Perché "Ho l'ADHD" È il Repository che Ogni Developer Dovrebbe Avere

Ago 06, 2026 ai tools developer productivity adhd and tech github projects coding assistants workflow optimization

Quando l'AI diventa troppo loquace: il progetto che cambia le regole del gioco

Quante volte ti è capitato?

Fai una domanda a un assistente AI, e quello che ottieni è un wall of text che sembra l'introduzione di una tesi di laurea. Prima ti rispiega il concetto che hai già capito, poi ti saluta come se fossi un vecchio amico, e solo dopo mille parole trovi le tre righe di codice che ti servivano.

Frustrante, vero?

Ecco, qualcuno ha finalmente deciso di fare qualcosa in merito. Il progetto i-have-adhd su GitHub è una skill che insegna agli assistenti AI a essere diretti. Niente fronzoli, niente premesse infinité. Solo risposte concrete.

Il problema della verboseità

Gli assistenti AI moderni soffrono di un disturbo molto specifico: l'eccesso di zelo explicativo. Certo, la completezza è importante. Ma c'è un momento in cui il "ti spiego prima cosa fa una variabile" diventa semplicemente tempo sprecato.
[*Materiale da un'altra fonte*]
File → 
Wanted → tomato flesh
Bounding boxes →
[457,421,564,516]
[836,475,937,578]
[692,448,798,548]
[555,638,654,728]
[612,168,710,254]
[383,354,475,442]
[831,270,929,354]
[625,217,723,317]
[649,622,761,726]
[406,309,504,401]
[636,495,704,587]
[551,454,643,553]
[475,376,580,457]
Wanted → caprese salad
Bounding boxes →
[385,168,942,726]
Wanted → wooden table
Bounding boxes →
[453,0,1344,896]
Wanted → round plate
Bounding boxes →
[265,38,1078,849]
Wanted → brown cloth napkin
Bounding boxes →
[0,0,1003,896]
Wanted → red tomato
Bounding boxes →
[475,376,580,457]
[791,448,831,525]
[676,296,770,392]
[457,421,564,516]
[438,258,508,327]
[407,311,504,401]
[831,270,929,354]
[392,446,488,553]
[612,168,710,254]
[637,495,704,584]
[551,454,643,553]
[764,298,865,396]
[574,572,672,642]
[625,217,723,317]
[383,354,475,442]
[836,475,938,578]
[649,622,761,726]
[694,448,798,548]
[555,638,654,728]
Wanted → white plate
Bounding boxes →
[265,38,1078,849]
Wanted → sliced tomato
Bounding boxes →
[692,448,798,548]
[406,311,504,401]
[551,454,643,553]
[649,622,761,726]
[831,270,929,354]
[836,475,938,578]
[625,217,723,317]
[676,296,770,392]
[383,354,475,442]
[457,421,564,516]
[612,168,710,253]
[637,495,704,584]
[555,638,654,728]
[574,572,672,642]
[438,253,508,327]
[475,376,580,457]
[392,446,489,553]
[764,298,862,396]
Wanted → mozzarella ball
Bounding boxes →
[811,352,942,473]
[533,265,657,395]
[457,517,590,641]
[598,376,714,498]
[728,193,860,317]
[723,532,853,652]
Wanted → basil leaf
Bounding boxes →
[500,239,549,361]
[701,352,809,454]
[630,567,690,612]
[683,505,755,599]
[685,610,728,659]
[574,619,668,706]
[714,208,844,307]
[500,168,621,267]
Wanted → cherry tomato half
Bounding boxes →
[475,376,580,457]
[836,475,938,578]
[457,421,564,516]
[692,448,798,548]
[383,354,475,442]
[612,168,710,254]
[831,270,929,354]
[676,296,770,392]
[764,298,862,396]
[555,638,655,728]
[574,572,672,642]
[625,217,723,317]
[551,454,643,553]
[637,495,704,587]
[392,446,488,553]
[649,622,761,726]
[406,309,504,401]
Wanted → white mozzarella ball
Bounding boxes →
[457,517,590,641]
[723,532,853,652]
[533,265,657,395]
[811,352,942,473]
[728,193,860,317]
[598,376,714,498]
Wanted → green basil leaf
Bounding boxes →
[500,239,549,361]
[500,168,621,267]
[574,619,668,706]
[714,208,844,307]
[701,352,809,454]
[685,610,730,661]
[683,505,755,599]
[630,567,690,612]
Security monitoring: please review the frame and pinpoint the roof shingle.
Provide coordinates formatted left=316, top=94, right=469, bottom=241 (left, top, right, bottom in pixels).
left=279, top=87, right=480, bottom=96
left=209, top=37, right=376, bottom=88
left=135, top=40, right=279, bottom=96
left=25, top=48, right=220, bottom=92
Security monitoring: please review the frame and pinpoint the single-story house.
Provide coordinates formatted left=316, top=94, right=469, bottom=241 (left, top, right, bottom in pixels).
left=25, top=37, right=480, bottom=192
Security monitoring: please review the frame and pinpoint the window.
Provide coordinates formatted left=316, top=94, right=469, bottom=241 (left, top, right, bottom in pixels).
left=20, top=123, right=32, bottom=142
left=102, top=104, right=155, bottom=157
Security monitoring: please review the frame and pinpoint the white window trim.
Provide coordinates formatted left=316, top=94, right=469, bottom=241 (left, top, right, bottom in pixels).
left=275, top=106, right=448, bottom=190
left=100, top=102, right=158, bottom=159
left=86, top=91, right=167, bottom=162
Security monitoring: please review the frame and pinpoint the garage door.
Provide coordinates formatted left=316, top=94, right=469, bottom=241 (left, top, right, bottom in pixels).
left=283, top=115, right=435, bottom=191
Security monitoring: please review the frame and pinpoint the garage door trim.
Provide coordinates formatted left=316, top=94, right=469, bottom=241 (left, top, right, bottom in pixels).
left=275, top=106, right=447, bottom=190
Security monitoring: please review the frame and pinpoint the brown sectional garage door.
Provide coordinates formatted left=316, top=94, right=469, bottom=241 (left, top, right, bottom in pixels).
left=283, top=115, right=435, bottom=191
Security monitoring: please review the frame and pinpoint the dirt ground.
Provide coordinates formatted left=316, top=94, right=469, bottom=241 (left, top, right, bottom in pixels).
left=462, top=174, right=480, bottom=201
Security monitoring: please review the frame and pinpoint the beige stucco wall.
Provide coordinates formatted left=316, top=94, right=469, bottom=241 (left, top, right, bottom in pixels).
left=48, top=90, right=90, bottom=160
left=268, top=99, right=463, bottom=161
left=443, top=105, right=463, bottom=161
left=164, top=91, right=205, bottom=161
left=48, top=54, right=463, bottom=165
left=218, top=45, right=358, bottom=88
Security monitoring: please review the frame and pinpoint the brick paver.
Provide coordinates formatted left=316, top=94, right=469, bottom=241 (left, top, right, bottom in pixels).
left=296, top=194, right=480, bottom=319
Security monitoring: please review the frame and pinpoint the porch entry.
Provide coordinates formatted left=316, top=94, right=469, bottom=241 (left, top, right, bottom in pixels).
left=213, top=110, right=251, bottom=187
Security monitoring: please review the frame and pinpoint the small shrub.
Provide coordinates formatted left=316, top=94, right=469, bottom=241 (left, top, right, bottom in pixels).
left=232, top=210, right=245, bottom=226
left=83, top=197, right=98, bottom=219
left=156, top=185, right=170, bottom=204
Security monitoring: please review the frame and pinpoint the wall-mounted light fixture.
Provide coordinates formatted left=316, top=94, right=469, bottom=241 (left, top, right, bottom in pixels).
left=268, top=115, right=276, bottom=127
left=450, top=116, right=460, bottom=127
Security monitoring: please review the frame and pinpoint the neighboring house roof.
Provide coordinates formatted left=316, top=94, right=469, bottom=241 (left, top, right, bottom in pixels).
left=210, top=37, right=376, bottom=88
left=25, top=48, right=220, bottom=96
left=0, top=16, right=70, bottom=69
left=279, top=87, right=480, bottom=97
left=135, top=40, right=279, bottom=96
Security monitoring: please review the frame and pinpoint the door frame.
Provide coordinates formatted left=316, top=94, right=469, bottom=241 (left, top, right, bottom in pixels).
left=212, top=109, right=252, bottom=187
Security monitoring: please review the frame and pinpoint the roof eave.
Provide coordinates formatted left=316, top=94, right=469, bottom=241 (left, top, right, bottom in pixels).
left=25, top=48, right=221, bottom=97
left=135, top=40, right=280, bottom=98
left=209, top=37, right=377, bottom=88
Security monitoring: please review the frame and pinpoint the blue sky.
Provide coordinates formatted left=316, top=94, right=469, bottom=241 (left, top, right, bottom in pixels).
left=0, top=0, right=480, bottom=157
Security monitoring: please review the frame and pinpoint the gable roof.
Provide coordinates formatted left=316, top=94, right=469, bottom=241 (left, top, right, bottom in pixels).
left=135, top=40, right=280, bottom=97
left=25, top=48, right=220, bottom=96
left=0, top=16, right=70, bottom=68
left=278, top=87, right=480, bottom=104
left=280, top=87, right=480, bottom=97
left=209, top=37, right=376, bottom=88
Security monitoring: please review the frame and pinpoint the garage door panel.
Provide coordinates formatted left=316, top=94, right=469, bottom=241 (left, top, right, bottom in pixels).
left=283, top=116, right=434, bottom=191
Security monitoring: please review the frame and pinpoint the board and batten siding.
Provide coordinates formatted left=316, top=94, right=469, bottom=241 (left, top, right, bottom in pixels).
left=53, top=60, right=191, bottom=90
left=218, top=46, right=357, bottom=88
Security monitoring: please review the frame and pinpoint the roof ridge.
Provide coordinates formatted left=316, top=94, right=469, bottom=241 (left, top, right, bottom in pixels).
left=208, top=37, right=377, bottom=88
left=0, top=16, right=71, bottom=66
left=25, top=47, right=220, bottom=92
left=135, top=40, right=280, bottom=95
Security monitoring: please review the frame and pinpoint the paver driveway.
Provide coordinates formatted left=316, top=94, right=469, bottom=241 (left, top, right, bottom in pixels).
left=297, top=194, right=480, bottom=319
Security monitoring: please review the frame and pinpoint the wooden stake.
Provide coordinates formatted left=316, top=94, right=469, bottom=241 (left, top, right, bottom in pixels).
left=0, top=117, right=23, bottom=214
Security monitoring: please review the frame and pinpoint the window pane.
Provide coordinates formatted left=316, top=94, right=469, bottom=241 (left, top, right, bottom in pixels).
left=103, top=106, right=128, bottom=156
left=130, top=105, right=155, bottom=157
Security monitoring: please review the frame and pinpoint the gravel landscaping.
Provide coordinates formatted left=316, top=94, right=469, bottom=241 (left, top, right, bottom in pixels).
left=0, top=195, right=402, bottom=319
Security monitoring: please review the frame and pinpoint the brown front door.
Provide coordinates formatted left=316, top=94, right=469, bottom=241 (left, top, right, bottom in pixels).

Per chi ha ADHD, questa cosa non è solo fastidiosa—è un ostacolo concreto. Il carico cognitivo necessario per filtrare le informazioni utili da quelle superflue può mandare in fumo tutta la concentrazione. Quello che poteva essere uno scambio di trenta secondi diventa una sessione di scavo archeologico.

Ma parliamoci chiaro: non è solo una questione di ADHD. Ogni developer conosce la stanchezza del context-switching. Quando sei nel pieno del debugging e ti serve una risposta rapida, non ti serve una dissertazione. Ti serve la risposta. Subito.

Come funziona

La skill i-have-adhd imposta fondamentalmente una "modalità" per le interazioni con l'AI che mette al primo posto:

  • Risposte dirette — La soluzione in cima, non in fondo
  • Niente preamble — Stop a "Certo!", "Vediamo...", "Ottima domanda!"
  • Spiegazioni concise — Solo il "perché" quando il "cosa" non si spiega da solo
  • Output immediatamente actionable — Codice e comandi subito visibili

In pratica, è un interruttore "vai al punto" per il tuo assistente AI.

Perché è importante per il futuro degli strumenti di sviluppo

Man mano che l'AI diventa centrale nei workflow di sviluppo, gli strumenti devono adattarsi a noi—non il contrario. La verboseità dell'AI si è normalizzata perché i modelli iniziali dovevano dimostrare le loro capacità. Ma ora che这些东西 maturano, le preferenze dell'utente e l'efficienza dovrebbero prendere il sopravvento.

Progetti come i-have-adhd rappresentano un cambiamento importante: l'AI deve adattarsi alla cognizione umana, non il contrario.

Questa tendenza crescerà. Aspettiamoci più "modalità produttività", "modalità focus", e stili di output che si adattano al contesto—risposte rapide quando serve rapidità, spiegazioni dettagliate quando c'è tempo per approfondire.

Il punto più ampio

C'è qualcosa di genuinamente fresco nel chiamare uno strumento "I Have ADHD". Trasforma quello che potrebbe essere visto come una limitazione in un requisito funzionale. "Il mio cervello funziona diversamente, quindi i miei strumenti devono adattarsi."

È esattamente l'approccio giusto.

I developer non hanno bisogno di essere "sistemati" per lavorare meglio con l'AI. Gli strumenti devono essere abbastanza flessibili da incontrarci dove siamo—che sia con risposte rapide e dirette o con approfondimenti dettagliati.

La prossima volta che aspetti che un'AI finisca il suo preambolo, ricorda: potrebbe già esserci una skill per quello. E se non esiste? Probabilmente qualcuno la sta già costruendo.

Dai un'occhiata al progetto su GitHub e vedi come un semplice aggiustamento al prompt può trasformare la tua esperienza con l'AI da frustrante a fluido.